NOGUCHI: Bill Milstead is one of a growing base of a dozen employees. He tends to the machine.

MILSTEAD: I'm now dumping our powder mix into the hopper for the extruder.

NOGUCHI: Milstead's bucket contains a dry mix of soy and pea powder, carrot fiber and gluten-free flour. Through a process the company licensed exclusively from the University of Missouri, the mix is cooked, cooled and extruded through a customized machine. Milstead, ironically, used to work as a butcher.

MILSTEAD: And now I'm making fake chicken.

NOGUCHI: Which do you prefer?

MILSTEAD: Making fake chicken.

NOGUCHI: Ethan Brown stands at one end of the machine, pulling chunks of pale white strips that tear like cooked chicken. The entire process, from powder to product, takes about 15 seconds.

ETHAN BROWN: Compared to six weeks of raising a chicken, enormously efficient.

NOGUCHI: It also requires a fraction of the water, grains and land needed to raise chickens. Because of that, Brown believes Beyond Meat products can price below conventional meat as well as other meat alternatives, which tend to be more expensive.

But competition comes from many corners. Many of the large food companies already have meat alternatives that have been on the market for decades. And according to Mintel, a market research firm, those products are consumed by just over a tenth of households. Unseating real meat has proven difficult.

But Brown, a long-time vegan, is hoping a more realistic taste and texture can change that. Brown says his goal is for Beyond Meat to break out of the health-food niche and sell to mainstream meat-eaters. He believes Beyond Meat is an elegant solution to some of the world's environmental and health problems.

BROWN: Climate change, resource efficiency, health, animal welfare, all of those reasons point toward adopting a plant-based diet, versus meat.

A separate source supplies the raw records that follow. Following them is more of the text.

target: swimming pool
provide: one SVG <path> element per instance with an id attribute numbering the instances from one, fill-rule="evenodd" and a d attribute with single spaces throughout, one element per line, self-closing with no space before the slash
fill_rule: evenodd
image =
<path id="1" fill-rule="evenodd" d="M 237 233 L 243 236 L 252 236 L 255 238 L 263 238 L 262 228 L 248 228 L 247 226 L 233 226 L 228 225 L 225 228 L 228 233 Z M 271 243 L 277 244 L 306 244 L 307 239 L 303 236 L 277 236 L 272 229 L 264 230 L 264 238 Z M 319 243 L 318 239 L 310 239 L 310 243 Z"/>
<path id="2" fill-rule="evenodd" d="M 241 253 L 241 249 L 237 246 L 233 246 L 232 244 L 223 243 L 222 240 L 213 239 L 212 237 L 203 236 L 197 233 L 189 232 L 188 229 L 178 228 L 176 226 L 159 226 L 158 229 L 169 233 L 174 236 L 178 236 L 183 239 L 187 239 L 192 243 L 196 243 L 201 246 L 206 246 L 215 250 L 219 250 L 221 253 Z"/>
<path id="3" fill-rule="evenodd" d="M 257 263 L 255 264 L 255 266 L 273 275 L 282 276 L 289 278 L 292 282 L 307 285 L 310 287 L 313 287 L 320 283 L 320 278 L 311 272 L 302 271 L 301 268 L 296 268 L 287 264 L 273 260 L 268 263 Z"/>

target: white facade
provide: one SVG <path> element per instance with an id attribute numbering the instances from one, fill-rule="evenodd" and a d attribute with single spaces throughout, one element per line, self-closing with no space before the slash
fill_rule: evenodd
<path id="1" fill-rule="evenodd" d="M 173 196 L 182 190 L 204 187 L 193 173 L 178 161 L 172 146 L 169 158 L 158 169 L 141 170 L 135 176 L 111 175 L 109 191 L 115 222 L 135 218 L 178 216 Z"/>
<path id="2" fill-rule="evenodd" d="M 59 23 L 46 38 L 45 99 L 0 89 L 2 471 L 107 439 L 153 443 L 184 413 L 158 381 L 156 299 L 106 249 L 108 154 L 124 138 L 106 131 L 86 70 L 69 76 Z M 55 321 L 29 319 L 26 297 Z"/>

NOGUCHI: The company also eventually plans to roll out fake ground beef and fake pork. But, of course, everything depends on how these products actually taste. And that's been a challenge.

My first brush with fake meat was during childhood in the early 1980s. My friend's parents made vegetarian chili with a meat substitute that looked like rabbit feed and tasted like bits of sponge.

But this, Lisa Krampf assures me, is not your parents' fake meat. Krampf is a caterer who works in the same building where Beyond Meat operates.

LISA KRAMPF: I've used it with barbeque sauce, I've done it with taco seasonings, I've done it for fajitas.

NOGUCHI: Every time, she says, people either don't notice the difference, or love it and request it again. Krampf prepares plates of one of her standards, a fake meat chicken salad. Brown and I dig in.

Yeah, it does taste like chicken.

BROWN: Yeah, it does.

NOGUCHI: Do you get jokes like that all the time?

BROWN: Yeah. It tastes like chicken.

NOGUCHI: Tastes like chicken?

BROWN: Yeah. Yeah.

NOGUCHI: Consumers will soon get a chance to taste test it for themselves. The Whole Foods Market chain starts selling prepared food using Beyond Meat chicken in Northern California next month.

Yuki Noguchi, NPR News, Cumberland, Maryland.